Nerede kalmıştık? Evet çocuklarla Tuna kıyısında yürümekteydik... Daha önce söylemiş miydim bilmiyorum ama topu topu bir öğleden sonramız ve akşamımız var Budapeşte'de. Sabaha Atina'ya hareket!



Tuna Nehri... Okul yıllarında tarih derslerinde, hikaye gibi dinlediğim savaşlarda hep kritik rol oynamış bu doğal sınırı gözle  görmek başka bir şey. İnsanın kafasında yarattığı resim ile gerçek çoğunlukla farklı oluyor. Mesela ben Tuna'yı biraz daha dar ve suyun renginin kurşuni gri olacağını düşünmüştüm. Oysa ki Tuna epeyce geniş ve suyunu rengi de sütlü kahve!
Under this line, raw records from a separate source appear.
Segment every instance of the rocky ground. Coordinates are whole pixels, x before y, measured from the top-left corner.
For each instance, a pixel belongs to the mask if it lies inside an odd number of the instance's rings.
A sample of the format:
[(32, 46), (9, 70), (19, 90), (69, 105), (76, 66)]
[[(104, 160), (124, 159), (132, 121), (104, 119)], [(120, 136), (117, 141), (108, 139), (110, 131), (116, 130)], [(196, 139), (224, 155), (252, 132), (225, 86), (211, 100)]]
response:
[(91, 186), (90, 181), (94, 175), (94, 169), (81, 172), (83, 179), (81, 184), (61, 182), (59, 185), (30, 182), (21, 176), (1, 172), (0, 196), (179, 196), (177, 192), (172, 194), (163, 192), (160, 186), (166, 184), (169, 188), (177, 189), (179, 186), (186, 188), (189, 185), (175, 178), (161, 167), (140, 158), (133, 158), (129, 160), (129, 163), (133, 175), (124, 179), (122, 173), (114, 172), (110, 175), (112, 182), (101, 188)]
Görünüş bir tarafa, yüzyıllarca Osmanlıların bu nehir çevresindeki mücadelesi boşuna değil! Günün sonunda iş ekonomi ve onun getirdiği güce bakıyor. Ne demek istediğim kafanızda canlansın diye bir iki ansiklopedik bilgi vereyim. Tuna 10 ülkenin sınırları içinden geçip, dört başkent aşıp (Viyana, Bratislava, Budapeşte, Belgrad) Karadeniz'e dökülüyor. Uzunluğu 2779 km ve bunun 2415 km'lik bölümünde seyrüsefer yapılmaktaymış! Yani tarihte Tuna boylarını ele geçiren epey yaşamış! Osmanlı'nın en hızlı kazandığı muharebe olma özelliği gösteren Mohaç ile iki saatte Macaristan'a girilmiş. Yıl 1526. Bu savaş ile Osmanlı o dönemdeki Hıristiyanların en önemli müdafaa hattını böylece kırmış ve 145 yıl Tuna boylarını elinde tutmuş. Ben bilgiyi verdim. Siz tarihten kendi dersinizi çıkarın!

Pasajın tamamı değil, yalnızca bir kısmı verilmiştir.